200 Jahre Eduard Hanslick
Macht Musikkritik?

Brillanter Stil, brutales Urteil: Eduard Hanslick prägte das Klischeebild des gnadenlosen Kritikers. Als Gegner der von Franz Liszt und Richard Wagner propagierten Zukunftsmusik suchte er das Musikalisch-Schöne einzig in der Komposition selbst. Aber ist das möglich?

Von Holger Noltze |
Wagner und Hanslick, Karikatur von Otto Böhler (1847-1913).
Mt der Schreibfeder zur Meinungshoheit. Eduard Hanslick schreibt gegen Richard Wagner. (picture alliance / akg-images)
Giuseppe Verdi nannte ihn "il Bismarck della critica musicale“; von der Wagner-Partei wurde er zum Erzfeind stilisiert. Der am 11. September 1825 geborene Eduard Hanslick zählt zu den mythischen Figuren der Musikkritik.
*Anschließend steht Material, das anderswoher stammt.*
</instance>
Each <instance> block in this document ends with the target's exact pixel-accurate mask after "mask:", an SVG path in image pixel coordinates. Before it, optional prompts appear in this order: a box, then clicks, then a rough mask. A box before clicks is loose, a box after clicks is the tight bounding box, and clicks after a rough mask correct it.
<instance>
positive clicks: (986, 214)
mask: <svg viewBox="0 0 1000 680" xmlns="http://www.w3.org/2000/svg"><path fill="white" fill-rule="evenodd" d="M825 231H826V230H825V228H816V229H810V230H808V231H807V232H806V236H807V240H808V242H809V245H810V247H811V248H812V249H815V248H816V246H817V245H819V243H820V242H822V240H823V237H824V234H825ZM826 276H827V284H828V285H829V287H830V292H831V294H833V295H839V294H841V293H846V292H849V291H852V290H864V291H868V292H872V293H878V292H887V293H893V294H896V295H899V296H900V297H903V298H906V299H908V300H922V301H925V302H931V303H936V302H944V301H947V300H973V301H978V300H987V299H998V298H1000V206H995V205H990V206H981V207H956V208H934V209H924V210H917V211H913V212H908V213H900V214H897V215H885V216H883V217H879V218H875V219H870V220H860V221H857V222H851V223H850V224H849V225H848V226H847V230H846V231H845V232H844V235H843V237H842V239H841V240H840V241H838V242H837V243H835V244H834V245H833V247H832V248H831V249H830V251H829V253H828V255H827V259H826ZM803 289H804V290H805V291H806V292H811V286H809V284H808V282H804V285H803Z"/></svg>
Was blieb von dem gefürchteten Wiener Kritiker, und wie prägt er den Musikjournalismus bis heute?
"Tönend bewegte Formen sind einzig und allein Inhalt und Gegenstand der Musik."
Mit Ende zwanzig landete Hanslick einen Coup: Sein schmales Buch "Vom Musikalisch-Schönen" wurde gelesen, debattiert und von der Wiener Universität sogar als Habilitationsschrift angenommen. So wurde der promovierte Jurist und Journalist Eduard Hanslick der erste Professor für Musikwissenschaft an der Wiener Universität. "Tönend bewegte Formen sind einzig und allein Inhalt und Gegenstand der Musik": Der apodiktische Satz wurde berühmt.

Meinungshoheit mit Feder

Zum Ruhm Hanslicks trug dessen Kritik an Wagner wesentlich bei. Der Wiener Professor war es, der es wagte, dem Erfinder des „Gesamtkunstwerks“ entgegenzutreten. Hanslick wurde zum Anti-Wagner: So ist er zu sehen auf einem Karikatur-Scherenschnitt von Otto Böhler, der bis heute in kaum einem Wagner-Programmheft fehlt. Er zeigt den Kritiker auf einem Podest thronend, eine überdimensionierte Schreibfeder in der einen Hand, die andere mit dem Zeigefinger nach unten deutend; vor ihm ein indignierter Richard Wagner. Es wurde zum Klischeebild des Musikkritikers.
Aber wie konnte er so mächtig werden? Und was kann man bis heute von ihm lernen? Hanslick-Forscher Werner Abegg meint: dass man sich wirklich Gedanken mache, was qualitativ über eine Komposition zu sagen sei.
"Dass man nicht nur sagt, ja, das war wunderbar, sondern warum war es für einen wunderbar?“
Mitunter war Hanslick inkonsequent, nicht alle der selbst aufgestellten Regeln befolgte er auch. Und er blieb offen für die Klänge von morgen - das zählt zu den sympathischen Seiten des Kunstrichters, dessen Sätze auch 200 Jahre nach seiner Geburt nichts an Schärfe verloren haben.